La hausse certaine des taux d'intérêt au cours des cinq prochaines années provoquera une augmentation importante des faillites personnelles au Québec. En 2015, entre 5000 et 10 000 ménages de plus pourraient être forcés de déposer leur bilan.

C'est ce que révèle une analyse de Desjardins Études économiques réalisée par l'économiste principale Hélène Bégin.

Ce n'est un secret pour personne, le taux d'endettement des ménages a progressé plus vite que leurs revenus, notamment en raison de la hausse de la valeur des propriétés. Le rapport entre les dettes et le revenu disponible des ménages québécois est passé de 100% (100 000$ de dettes pour un revenu disponible de 100 000$) au tournant des années 2000 à 147% en 2009 (endettement de 147 000$ pour un revenu de 100 000$).

Cependant, le taux d'endettement, aussi préoccupant soit-il, ne donne pas un portrait juste de la situation des ménages. Il faut plutôt considérer le poids que le remboursement de leurs créances fait peser sur leur budget - ce qui s'appelle le ratio du service de la dette. Or, pendant que l'endettement des ménages augmentait en flèche, les taux d'intérêt prenaient la tendance inverse, de telle sorte qu'en moyenne, les ménages consacrent depuis 10 ans une proportion à peu près constante de leurs revenus au remboursement de leurs dettes, soit une moyenne de 15,5%.

«Le montant des dettes est plus élevé, mais en termes de versements, ça a été compensé par l'affaiblissement du coût d'emprunt», observe Hélène Bégin.

L'ennui, c'est que les taux d'intérêt ont atteint un plancher historique, et ne peuvent donc qu'augmenter.

Deuxième ennui, une moyenne ne nous dit rien des ménages qui s'en éloignent.

La Banque du Canda a établi qu'un ménage se trouvait vulnérable quand il consacrait plus de 40% de son revenu disponible au paiement du capital et de l'intérêt de ses dettes.

Entre 2000 et 2009, un ménage québécois sur cinq (22%) dépassant ce seuil critique a d'ailleurs fait faillite.

En 2009, 5% des ménages québécois ont appliqué plus de 40% de leurs revenus au paiement de leurs dettes, légèrement moins que la moyenne de 5,7% maintenue au cours des années 2000.

En apparence, rien d'alarmant, donc... tant que les taux d'intérêt demeurent stables.

Projection sur cinq ans

Hélène Bégin a mesuré l'impact d'une hausse des taux d'intérêt selon deux scénarios. Le premier, plus modéré, prévoit une hausse de 3,25 points de pourcentage en cinq ans. Dans le second, la hausse est de 5 points.

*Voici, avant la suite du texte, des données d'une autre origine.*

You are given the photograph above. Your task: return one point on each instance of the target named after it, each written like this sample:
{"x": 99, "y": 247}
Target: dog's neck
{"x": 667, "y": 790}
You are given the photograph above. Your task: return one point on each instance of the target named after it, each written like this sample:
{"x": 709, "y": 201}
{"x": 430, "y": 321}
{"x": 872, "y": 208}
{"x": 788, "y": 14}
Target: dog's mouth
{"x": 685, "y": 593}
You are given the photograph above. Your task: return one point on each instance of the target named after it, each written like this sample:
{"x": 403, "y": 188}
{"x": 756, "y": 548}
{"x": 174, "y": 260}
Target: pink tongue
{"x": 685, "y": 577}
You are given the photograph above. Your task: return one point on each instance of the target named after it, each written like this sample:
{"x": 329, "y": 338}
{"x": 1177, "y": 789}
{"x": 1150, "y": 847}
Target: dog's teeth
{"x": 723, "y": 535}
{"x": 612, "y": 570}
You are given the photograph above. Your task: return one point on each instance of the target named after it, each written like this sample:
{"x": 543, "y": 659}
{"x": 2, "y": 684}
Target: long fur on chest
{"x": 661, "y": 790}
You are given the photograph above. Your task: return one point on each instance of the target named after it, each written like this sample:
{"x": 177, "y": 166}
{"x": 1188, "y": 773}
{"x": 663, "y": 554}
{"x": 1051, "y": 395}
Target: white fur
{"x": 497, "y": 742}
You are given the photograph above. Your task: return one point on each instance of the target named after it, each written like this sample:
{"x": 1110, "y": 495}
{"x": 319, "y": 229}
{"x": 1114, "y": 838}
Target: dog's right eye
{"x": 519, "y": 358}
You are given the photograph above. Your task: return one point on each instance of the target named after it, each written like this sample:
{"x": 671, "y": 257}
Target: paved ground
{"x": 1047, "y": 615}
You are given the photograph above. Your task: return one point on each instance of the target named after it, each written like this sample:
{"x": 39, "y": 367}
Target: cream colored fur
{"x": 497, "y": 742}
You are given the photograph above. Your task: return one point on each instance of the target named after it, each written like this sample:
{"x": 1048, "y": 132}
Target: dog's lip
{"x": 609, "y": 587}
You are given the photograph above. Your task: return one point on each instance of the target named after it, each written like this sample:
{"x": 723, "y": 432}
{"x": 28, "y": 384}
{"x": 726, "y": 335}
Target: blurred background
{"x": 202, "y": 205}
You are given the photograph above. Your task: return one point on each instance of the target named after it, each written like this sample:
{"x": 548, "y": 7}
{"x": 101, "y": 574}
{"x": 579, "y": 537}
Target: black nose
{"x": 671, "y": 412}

Évidemment, cette hausse aura un impact sur le ratio du service de la dette moyen, qui augmenterait d'un point de pourcentage dans le premier cas et de deux points dans le second.

Cette hausse semble modeste, mais elle propulserait de nombreux ménages au-delà du seuil critique de 40% des revenus consacrés au paiement des dettes. La proportion de ménages vulnérables, actuellement de 5%, passerait ainsi à 6,8% en 2015 selon le premier scénario, et à 7,3% selon le second.

En supposant encore que 22% de ces ménages fassent faillite, de 35 000 à 40 000 ménages déposeraient leur bilan en 2015, alors que, depuis quelques années, la moyenne annuelle s'est établie à environ 30 000. Il s'agit d'une augmentation de 17 à 33%, «une hausse substantielle», selon Hélène Bégin.

Ces hypothèses sont raisonnables, indique l'économiste, d'autant plus que, pour isoler l'impact de la hausse des taux d'intérêt, elle suppose que le taux d'endettement demeurera stable à 147%.

Pour compliquer les choses, alors que 10% des prêts hypothécaires étaient à taux variables en 2000, cette proportion est maintenant passée à 30%. En outre, les marges de crédit occupent une part beaucoup plus importante qu'il y a 10 ans - 10% des dettes plutôt que 4%. Les ménages sont donc plus sensibles qu'auparavant aux hausses de taux d'intérêt.

Hélène Bégin conseille aux ménages de profiter du report de la hausse du taux directeur de la Banque du Canada pour assainir leur bilan financier, en s'attaquant dès maintenant aux dettes à la consommation, lesquelles occupent la moitié de leur service de la dette. Ils pourront ainsi dégager une marge de manoeuvre budgétaire qui amortira l'impact des futures - et inéluctables - hausses.